Na mesma ocasião, Abdul Ismael apelou ao reforço da fiscalização por parte da Inspecção Geral do Trabalho, defendendo igualmente o acompanhamento permanente das recomendações emitidas pelos inspectores e a aplicação de sanções às entidades que insistem em violar a legislação laboral.
Segundo explicou, “a responsabilização das empresas constitui um dos mecanismos fundamentais para reduzir a reincidência das infracções e criar ambientes laborais mais seguros”.
Também esteve presente no encontro, o Secretário de Estado na província de Gaza, Jaime Neto, que considerou que o XI Conselho Consultivo representa uma oportunidade para fortalecer a capacidade institucional da Inspecção Geral do Trabalho.
Na sua intervenção, Neto defendeu que “o país precisa de consolidar uma cultura de prevenção dos acidentes laborais, apostando numa fiscalização mais eficaz e numa maior consciencialização das entidades empregadoras”. Para Jaime Neto, ambientes de trabalho seguros traduzem-se igualmente em maior produtividade, melhor qualidade dos serviços e maior protecção da força de trabalho nacional.
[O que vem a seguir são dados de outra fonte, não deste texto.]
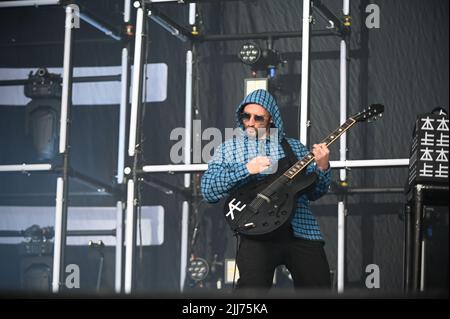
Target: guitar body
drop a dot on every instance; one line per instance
(252, 215)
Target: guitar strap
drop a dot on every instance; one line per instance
(288, 152)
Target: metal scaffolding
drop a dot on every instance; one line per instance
(130, 175)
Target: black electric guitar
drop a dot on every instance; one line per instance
(261, 207)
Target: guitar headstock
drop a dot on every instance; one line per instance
(371, 113)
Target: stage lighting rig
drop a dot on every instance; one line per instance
(42, 112)
(260, 59)
(198, 269)
(43, 84)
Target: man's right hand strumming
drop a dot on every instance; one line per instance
(258, 164)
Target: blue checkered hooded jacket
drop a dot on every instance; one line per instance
(227, 168)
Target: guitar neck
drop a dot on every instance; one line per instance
(306, 160)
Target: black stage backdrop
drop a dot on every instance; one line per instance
(403, 64)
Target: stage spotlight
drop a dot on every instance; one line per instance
(249, 53)
(42, 113)
(198, 269)
(260, 59)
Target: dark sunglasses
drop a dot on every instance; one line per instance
(258, 118)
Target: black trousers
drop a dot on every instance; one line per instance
(305, 259)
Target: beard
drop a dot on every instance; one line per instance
(253, 132)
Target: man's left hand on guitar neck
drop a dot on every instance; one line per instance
(322, 156)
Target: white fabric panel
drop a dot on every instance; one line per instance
(18, 218)
(89, 93)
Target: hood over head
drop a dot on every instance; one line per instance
(267, 101)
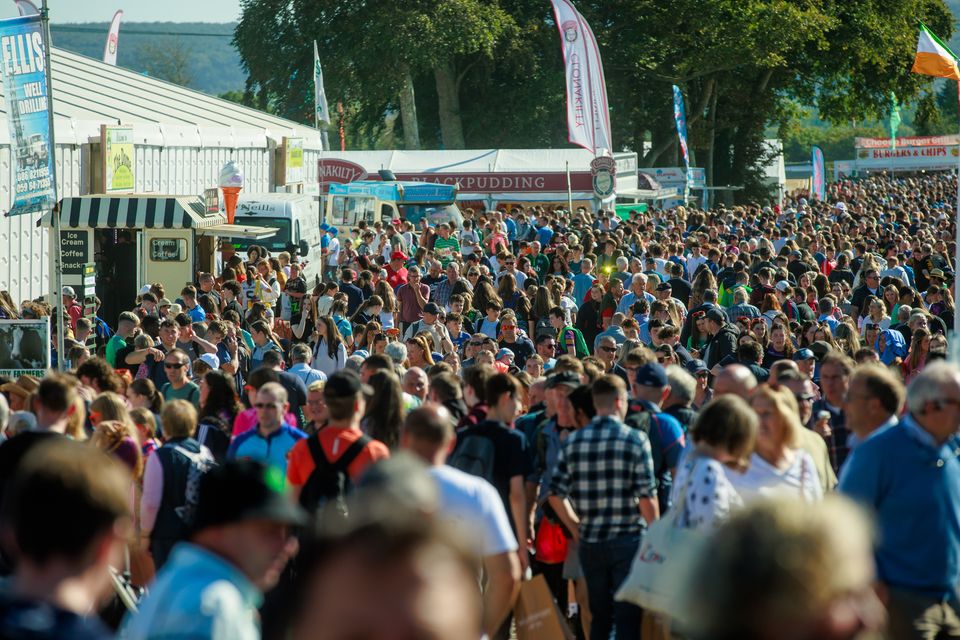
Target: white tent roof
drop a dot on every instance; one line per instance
(88, 93)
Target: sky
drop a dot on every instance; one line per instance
(135, 10)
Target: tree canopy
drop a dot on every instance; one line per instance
(489, 73)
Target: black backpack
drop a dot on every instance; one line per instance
(329, 483)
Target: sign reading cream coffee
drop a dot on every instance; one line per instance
(116, 146)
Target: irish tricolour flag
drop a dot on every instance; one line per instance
(934, 58)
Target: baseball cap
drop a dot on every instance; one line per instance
(713, 313)
(567, 378)
(241, 490)
(344, 384)
(696, 366)
(211, 359)
(652, 374)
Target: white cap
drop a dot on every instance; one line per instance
(211, 359)
(231, 175)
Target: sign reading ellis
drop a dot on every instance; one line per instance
(116, 144)
(25, 95)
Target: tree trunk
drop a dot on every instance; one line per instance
(448, 95)
(408, 113)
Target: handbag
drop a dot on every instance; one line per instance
(536, 615)
(551, 544)
(664, 562)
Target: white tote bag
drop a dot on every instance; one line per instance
(663, 563)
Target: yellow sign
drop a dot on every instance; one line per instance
(116, 144)
(293, 160)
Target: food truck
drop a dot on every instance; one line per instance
(135, 240)
(388, 200)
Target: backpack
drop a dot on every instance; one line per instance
(200, 463)
(329, 483)
(475, 456)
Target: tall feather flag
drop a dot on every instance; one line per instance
(27, 8)
(818, 187)
(894, 123)
(113, 39)
(321, 110)
(588, 114)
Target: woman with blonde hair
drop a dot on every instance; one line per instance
(778, 465)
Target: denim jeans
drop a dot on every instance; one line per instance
(605, 566)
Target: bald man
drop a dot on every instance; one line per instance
(734, 379)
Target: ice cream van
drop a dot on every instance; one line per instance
(297, 216)
(387, 200)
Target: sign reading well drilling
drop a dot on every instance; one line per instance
(25, 98)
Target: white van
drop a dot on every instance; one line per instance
(296, 215)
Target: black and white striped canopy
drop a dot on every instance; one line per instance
(134, 212)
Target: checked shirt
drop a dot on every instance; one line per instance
(604, 468)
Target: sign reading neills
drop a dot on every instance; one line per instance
(25, 97)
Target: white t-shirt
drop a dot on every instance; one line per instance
(763, 480)
(710, 497)
(473, 506)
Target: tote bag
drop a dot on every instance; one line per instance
(663, 563)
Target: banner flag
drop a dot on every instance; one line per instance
(321, 110)
(588, 114)
(818, 189)
(22, 64)
(894, 123)
(680, 115)
(113, 38)
(27, 8)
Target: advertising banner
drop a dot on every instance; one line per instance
(117, 146)
(24, 347)
(292, 160)
(25, 96)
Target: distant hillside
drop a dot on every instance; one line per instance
(208, 63)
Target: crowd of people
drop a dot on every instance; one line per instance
(393, 449)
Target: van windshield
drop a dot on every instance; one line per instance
(280, 241)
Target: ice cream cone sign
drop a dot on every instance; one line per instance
(231, 182)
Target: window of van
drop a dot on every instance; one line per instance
(280, 241)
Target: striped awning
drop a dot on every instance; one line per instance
(134, 212)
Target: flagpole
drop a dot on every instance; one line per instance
(54, 213)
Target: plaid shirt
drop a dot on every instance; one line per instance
(603, 469)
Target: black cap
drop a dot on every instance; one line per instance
(344, 384)
(242, 490)
(568, 378)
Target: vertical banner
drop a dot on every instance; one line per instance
(116, 145)
(113, 39)
(680, 116)
(292, 158)
(25, 96)
(321, 110)
(818, 188)
(588, 115)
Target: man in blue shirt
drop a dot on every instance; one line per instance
(909, 476)
(272, 439)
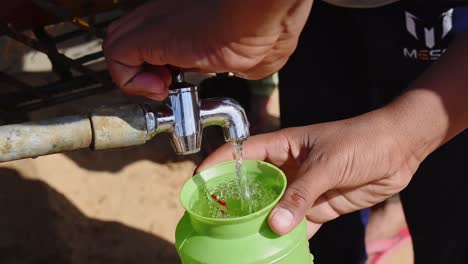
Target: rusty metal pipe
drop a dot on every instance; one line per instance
(103, 128)
(34, 139)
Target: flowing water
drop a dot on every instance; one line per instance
(234, 197)
(243, 187)
(223, 200)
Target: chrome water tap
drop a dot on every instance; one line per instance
(190, 115)
(184, 117)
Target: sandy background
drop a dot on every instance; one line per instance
(115, 206)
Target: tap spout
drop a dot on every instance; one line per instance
(228, 114)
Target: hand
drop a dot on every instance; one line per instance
(333, 168)
(251, 40)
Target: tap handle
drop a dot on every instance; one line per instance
(177, 74)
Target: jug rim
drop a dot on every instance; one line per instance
(244, 218)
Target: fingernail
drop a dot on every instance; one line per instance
(282, 218)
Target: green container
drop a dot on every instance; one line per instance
(240, 240)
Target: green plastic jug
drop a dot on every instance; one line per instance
(246, 239)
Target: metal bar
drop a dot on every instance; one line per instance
(10, 80)
(80, 31)
(66, 16)
(53, 94)
(38, 46)
(60, 68)
(90, 57)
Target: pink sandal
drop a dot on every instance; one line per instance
(379, 251)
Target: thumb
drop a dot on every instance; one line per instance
(298, 199)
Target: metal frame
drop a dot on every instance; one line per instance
(88, 82)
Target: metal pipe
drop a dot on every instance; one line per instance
(44, 137)
(228, 114)
(104, 128)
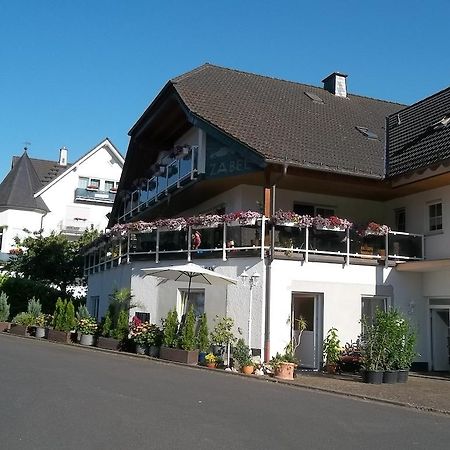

Insta salientar que a realização do Conselho Consultivo decorre numa altura em que diversos sectores económicos continuam a enfrentar desafios relacionados com o cumprimento das normas de segurança e saúde ocupacional, sobretudo em actividades consideradas de maior risco, como construção civil, indústria transformadora, mineração, agricultura e transportes.
Entretanto além do impacto físico, os acidentes de trabalho têm muitas das vezes provocado consequências económicas e sociais significativas. Outrossim, trabalhadores incapacitados deixam temporária ou definitivamente de exercer as suas actividades, reduzindo o rendimento familiar.
Contudo, durante os dois dias de trabalhos, os participantes do XI Conselho Consultivo deverão avaliar o desempenho da Inspecção Geral do Trabalho no primeiro semestre de 2026, identificar os principais desafios da instituição e definir novas estratégias destinadas a reforçar a fiscalização e promover melhores condições de segurança e saúde nos locais de trabalho em todo o território nacional.
Com quase trezentos trabalhadores afectados em apenas seis meses, as autoridades ouvidas pela nossa reportagem reconhecem que a prevenção continua a ser o caminho mais eficaz para reduzir a sinistralidade laboral e proteger um dos recursos mais importantes do país. o capital humano.